O filme, contudo, não será perfeito. Mostra pressa em juntar Al Berto e João Maria e os atores (já lá vamos) poderiam ser melhor trabalhados na dicção e entoação: fica a saber a pouco pouca da poesia dita. O elenco, explica Vicente à RTP, foi escolhido por não ser famoso, pois assim traria frescura ao filme. Não queria ele que um ator consagrado fosse visto a fazer de Al Berto, por exemplo. Isso é bom. Diz ainda que em Portugal tem-se a tendência a enclausurar os atores em caixas e a não saírem delas, sendo difícil associar um ator a outra coisa que não aquela que tenha feito. Ainda assim, não é de todo censurável esta escolha de elenco, à partida desconhecido, que conta com Ricardo Teixeira, João Pimentão, Raquel Rocha Vieira, Gabriela Barros, entre outros. Para os olhares distantes da homossexualidade, ela existe muito neste filme, com cenas de sexo e beijos entre os dois amantes, que se vão descobrindo. Não tem medo, então, de ferir a sensibilidade desmedida.

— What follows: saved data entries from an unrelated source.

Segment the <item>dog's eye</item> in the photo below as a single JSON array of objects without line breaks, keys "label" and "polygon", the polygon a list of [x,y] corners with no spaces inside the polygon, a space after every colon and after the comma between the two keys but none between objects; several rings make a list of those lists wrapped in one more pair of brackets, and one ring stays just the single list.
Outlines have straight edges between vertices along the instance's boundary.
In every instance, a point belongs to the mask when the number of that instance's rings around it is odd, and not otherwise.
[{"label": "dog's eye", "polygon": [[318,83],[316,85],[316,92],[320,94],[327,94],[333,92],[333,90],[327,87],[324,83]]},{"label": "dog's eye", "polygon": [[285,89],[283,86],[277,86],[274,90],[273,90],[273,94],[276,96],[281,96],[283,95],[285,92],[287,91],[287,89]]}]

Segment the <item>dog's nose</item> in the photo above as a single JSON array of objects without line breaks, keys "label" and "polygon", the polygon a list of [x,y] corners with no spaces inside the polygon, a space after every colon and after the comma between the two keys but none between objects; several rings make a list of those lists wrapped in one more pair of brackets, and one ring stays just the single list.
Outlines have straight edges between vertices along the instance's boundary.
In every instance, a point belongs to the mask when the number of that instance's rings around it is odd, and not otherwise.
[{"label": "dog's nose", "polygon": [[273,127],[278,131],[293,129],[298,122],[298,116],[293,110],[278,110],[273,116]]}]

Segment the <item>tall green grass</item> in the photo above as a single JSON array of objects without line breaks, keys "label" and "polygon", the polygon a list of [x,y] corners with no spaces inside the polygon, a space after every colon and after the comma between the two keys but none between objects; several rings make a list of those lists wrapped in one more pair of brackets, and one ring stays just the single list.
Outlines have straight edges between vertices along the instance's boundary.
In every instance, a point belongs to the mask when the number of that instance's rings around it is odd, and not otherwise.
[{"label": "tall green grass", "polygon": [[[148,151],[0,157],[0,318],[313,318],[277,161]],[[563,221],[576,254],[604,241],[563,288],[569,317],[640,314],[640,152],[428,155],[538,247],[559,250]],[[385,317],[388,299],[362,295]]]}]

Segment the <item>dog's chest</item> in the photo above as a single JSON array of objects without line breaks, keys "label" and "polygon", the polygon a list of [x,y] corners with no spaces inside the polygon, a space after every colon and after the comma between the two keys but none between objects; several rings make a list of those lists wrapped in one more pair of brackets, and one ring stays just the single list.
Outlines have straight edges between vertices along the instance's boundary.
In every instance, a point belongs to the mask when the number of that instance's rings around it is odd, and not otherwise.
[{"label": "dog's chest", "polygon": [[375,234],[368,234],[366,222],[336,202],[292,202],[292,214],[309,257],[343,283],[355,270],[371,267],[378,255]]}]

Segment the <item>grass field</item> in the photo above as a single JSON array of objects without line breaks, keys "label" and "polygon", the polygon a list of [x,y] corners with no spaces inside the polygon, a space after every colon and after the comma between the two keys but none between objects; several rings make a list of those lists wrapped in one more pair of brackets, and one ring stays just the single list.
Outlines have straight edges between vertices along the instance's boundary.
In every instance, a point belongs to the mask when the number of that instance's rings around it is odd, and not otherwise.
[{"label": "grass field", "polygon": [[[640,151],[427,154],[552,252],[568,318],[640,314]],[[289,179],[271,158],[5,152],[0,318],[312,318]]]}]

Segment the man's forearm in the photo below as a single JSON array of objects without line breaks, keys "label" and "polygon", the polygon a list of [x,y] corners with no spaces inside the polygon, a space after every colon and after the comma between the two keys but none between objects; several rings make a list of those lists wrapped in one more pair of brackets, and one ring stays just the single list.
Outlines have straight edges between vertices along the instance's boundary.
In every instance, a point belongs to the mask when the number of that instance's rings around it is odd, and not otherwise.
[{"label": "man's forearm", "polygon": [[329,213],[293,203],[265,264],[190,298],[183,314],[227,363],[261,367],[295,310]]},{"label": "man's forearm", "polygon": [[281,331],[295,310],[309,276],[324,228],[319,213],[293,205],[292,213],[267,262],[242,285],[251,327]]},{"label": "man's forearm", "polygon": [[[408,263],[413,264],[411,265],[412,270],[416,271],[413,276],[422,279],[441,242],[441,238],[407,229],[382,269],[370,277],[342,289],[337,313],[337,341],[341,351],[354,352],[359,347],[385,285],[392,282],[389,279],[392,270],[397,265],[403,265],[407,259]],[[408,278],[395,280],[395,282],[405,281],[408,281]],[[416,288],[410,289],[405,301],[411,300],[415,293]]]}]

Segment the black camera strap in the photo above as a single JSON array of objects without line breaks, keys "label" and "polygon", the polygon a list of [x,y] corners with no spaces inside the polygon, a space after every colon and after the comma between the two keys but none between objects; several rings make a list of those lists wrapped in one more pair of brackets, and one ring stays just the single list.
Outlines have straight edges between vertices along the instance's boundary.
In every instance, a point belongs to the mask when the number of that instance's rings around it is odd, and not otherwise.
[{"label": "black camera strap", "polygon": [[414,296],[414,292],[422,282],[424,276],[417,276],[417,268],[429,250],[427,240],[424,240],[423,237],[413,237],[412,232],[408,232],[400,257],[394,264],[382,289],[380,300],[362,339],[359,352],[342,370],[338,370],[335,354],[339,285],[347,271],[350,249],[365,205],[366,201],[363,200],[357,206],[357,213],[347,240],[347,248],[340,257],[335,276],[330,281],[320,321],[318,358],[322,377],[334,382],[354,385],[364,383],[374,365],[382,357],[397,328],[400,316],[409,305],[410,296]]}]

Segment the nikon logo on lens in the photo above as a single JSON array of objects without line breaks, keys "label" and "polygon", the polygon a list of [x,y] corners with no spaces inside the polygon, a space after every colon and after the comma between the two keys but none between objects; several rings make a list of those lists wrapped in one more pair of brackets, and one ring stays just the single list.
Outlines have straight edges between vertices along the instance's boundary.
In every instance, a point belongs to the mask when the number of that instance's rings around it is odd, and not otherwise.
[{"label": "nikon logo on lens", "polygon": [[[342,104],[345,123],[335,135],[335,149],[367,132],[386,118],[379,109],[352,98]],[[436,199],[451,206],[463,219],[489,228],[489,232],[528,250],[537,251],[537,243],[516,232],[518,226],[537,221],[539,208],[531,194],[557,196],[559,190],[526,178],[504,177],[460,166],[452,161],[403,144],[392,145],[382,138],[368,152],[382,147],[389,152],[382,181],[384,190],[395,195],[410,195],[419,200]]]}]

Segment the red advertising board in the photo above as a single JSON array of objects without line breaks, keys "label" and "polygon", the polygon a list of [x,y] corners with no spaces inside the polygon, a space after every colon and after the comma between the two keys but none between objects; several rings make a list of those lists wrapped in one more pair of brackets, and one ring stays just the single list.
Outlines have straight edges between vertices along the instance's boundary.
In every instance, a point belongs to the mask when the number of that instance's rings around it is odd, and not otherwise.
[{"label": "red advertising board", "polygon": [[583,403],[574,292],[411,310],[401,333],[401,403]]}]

Apesar do aspeto menos favorável relativamente à perfomance dos atores, o filme possui bons nacos cinematográficos, e exemplo disso são os planos de câmara muito interessantes, tanto na praia de Sines, como em coisas simples e bonitas, por exemplo, “À procura do vento” acabado de ser escrito na máquina de escrever, ou o antitético momento em que a festa ocorre ao máximo lá atrás e aqui tão perto Al Berto conversa sobre a morte e o amor (dois dos temas afincados da poesia, como se fossem coisas muito distintas…) ou ainda a belíssima imagem de dois corpos nus, unidos num único abraço sem tempo sobre a luz do amanhecer, distinguindo-se apenas as suas sombras, formando um só corpo, seja ele de que sexo for. Ainda há tempo para um aparecimento da Marinha no palacete onde o grupo estava instalado. Certamente Mário Cesariny gostaria de lá ter estado…

 

o olhar foi o primeiro a tocar o corpo. depois as mãos pararam nesta cidade, perderam-se naquele jardim de cabelos e de alpendres. adquiriram suavidades nas planícies, subiram montanhas, falaram. as mãos falaram. demoraram-se esquecidas, suspensas, sobre o ventre.

 

Tanto mar, Al Berto, tanto mar e tão poucos a quererem-no. “O mundo só é real quando um homem chora”, é-te dito. Talvez por isso viveste “em cada minuto a tua eternidade”, não? Dizem-te: “Tens os olhos tristes, olhos de poeta. E eu, achas que tenho olhos de puta?” e respondes: “Não temos todos?”. Depois do filme foste para Lisboa, viver a noite, ser um monstro da noite, foste propagar a vida, relembrar os cinquenta comprimidos letais ao pequeno-almoço, foste colher lírios e sombras de luz. Foste pernoitar, Al Berto, fosse dia ou fosse noite, em corpos onde as estrelas pesavam pouco. Agora já cá não estás, mas continuas a pernoitar em quem te adora. Agora que as as novas gerações te descubram e as velhas não te esqueçam. O filme fez o seu papel, resta ao público descobrir o teu segredo. Sim, apagamos as estrelas e vamos dormir contigo no esplendor da noite do mundo que nos foge.

 

não estás aqui mas vejo-te nítido quando uma pétala de bruma envolve a casa e adormece o desejo. um astro ininteligível e de órbita difícil , guia-me, ilumina-te. pelas frestas dum espaço oco perscruto o eco do meu corpo, o silente medo de continuar vivo.